One thing this page will tell you that many converters won’t: converting MP3 to WAV does not improve the audio. The compression already happened; expanding the file to ten times the size does not put the discarded detail back. What you gain is compatibility and edit-safety — WAV can be cut, processed, and re-saved through as many generations as you like without further loss, which is exactly why editing tools prefer it.
The conversion runs entirely in your browser. Your audio never uploads, the decoded WAV is assembled on your own machine, and there is no size tier — an audiobook-length MP3 is fine if your device has the memory for the (large) result. Expect roughly ten megabytes per minute of stereo WAV; that is the format, not a bug.
Batches behave sensibly: drop a folder of MP3s, everything defaults to WAV for audio sources, and the zip download names files predictably.
Why convert MP3 to WAV?
- Editors, DAWs, and samplers cut and process WAV cleanly where MP3 gets awkward
- Hardware and broadcast systems that spec WAV input accept the file without argument
- Edit and re-save through multiple generations without stacking further quality loss
- Runs on your device — audio never uploads, nothing is stored anywhere
- Batch a folder of MP3s and download the lot as one zip
How it works
- Step 1
Drop your files
Drag your MP3 files into the converter above, or click “Choose files”. Batches are welcome.
- Step 2
Pick your settings
WAV is preselected. Adjust quality or size if you want, or keep the defaults.
- Step 3
Convert and download
Conversion runs locally in your browser. Download files individually or grab everything as a zip.
Frequently asked questions
- Will converting MP3 to WAV improve the sound quality?
- No — and any converter implying it will is misleading you.
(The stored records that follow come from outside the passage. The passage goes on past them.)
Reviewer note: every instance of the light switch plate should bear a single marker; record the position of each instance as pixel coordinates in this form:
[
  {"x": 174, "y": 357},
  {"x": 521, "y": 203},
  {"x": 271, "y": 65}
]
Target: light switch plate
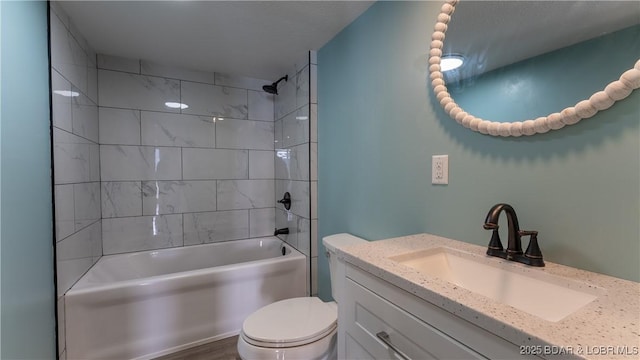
[{"x": 440, "y": 169}]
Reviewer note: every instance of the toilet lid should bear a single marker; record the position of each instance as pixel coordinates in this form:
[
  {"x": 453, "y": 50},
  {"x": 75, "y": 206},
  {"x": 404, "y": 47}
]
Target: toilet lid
[{"x": 297, "y": 320}]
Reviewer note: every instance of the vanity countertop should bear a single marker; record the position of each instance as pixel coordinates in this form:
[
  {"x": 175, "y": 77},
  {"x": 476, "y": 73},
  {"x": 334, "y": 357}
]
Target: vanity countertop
[{"x": 606, "y": 328}]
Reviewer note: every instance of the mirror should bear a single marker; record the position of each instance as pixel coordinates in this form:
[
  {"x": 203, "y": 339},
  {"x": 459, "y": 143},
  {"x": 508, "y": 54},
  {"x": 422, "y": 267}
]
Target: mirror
[{"x": 526, "y": 53}]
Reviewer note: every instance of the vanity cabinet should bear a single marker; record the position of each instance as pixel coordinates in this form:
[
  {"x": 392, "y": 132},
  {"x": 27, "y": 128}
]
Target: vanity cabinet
[{"x": 371, "y": 308}]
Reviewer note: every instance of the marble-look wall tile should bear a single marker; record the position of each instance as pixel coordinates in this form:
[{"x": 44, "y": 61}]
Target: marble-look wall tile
[
  {"x": 76, "y": 254},
  {"x": 286, "y": 219},
  {"x": 92, "y": 78},
  {"x": 277, "y": 134},
  {"x": 262, "y": 222},
  {"x": 61, "y": 325},
  {"x": 121, "y": 199},
  {"x": 313, "y": 89},
  {"x": 313, "y": 57},
  {"x": 61, "y": 101},
  {"x": 314, "y": 238},
  {"x": 120, "y": 235},
  {"x": 282, "y": 161},
  {"x": 211, "y": 100},
  {"x": 67, "y": 57},
  {"x": 131, "y": 91},
  {"x": 300, "y": 195},
  {"x": 293, "y": 164},
  {"x": 245, "y": 194},
  {"x": 285, "y": 102},
  {"x": 314, "y": 199},
  {"x": 242, "y": 82},
  {"x": 119, "y": 126},
  {"x": 163, "y": 129},
  {"x": 155, "y": 69},
  {"x": 302, "y": 87},
  {"x": 122, "y": 163},
  {"x": 170, "y": 197},
  {"x": 260, "y": 105},
  {"x": 313, "y": 118},
  {"x": 86, "y": 199},
  {"x": 84, "y": 116},
  {"x": 206, "y": 164},
  {"x": 117, "y": 63},
  {"x": 313, "y": 162},
  {"x": 244, "y": 134},
  {"x": 200, "y": 228},
  {"x": 295, "y": 128},
  {"x": 65, "y": 220},
  {"x": 261, "y": 164},
  {"x": 314, "y": 276},
  {"x": 94, "y": 162},
  {"x": 72, "y": 158},
  {"x": 304, "y": 236}
]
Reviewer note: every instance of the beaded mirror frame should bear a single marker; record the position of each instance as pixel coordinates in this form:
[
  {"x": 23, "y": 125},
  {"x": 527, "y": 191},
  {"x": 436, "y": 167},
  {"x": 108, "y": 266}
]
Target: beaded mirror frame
[{"x": 601, "y": 100}]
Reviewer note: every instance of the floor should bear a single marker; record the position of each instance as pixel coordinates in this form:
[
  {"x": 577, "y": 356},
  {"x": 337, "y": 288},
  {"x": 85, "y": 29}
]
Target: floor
[{"x": 224, "y": 349}]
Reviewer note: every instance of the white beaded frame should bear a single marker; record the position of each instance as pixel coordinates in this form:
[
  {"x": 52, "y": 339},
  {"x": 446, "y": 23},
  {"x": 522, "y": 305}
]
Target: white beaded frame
[{"x": 601, "y": 100}]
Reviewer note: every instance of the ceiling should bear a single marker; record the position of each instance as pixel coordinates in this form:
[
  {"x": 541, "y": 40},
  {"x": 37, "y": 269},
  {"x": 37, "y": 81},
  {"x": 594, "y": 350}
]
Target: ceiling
[
  {"x": 260, "y": 39},
  {"x": 263, "y": 39}
]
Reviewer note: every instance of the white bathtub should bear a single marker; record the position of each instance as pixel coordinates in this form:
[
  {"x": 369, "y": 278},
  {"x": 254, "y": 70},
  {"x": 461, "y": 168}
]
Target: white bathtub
[{"x": 146, "y": 304}]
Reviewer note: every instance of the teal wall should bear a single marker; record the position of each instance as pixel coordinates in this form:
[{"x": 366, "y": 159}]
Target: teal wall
[
  {"x": 379, "y": 126},
  {"x": 26, "y": 255}
]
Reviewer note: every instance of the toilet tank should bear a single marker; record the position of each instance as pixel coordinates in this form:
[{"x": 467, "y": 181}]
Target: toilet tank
[{"x": 337, "y": 268}]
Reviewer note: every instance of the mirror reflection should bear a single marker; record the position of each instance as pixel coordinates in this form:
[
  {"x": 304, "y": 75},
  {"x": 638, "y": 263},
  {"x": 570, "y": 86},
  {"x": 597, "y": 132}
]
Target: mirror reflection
[{"x": 526, "y": 59}]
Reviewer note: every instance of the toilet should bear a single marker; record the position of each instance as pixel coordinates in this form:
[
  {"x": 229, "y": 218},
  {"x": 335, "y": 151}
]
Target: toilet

MP3’s compression permanently discarded some audio detail when the file was first made; converting to WAV faithfully preserves what remains, nothing more. The benefit is workflow: WAV survives editing and re-saving without losing anything further.
- Why is the WAV so huge compared to my MP3?
- That ratio is the entire story of why MP3 exists. Uncompressed stereo audio runs about ten megabytes per minute; MP3 squeezes it roughly ten-fold. Expanding back to WAV restores the full-size representation that editing tools want to work with. If the size is a problem, the tool that needs WAV is usually the right place to trim the audio first.
- Is anything uploaded during the conversion?
- Nothing. The MP3 is decoded and the WAV written entirely in your browser — no server ever sees the file. That holds for every conversion on this site; for audio it also means even hour-long files start converting instantly.
- What WAV format exactly do I get?
- Standard 16-bit PCM at the source’s sample rate — the universal flavor that every editor, DAW, sampler, and analysis tool reads. If a niche workflow demands 24-bit or a specific sample rate, do that final resample in the tool that requires it, where you control the settings precisely.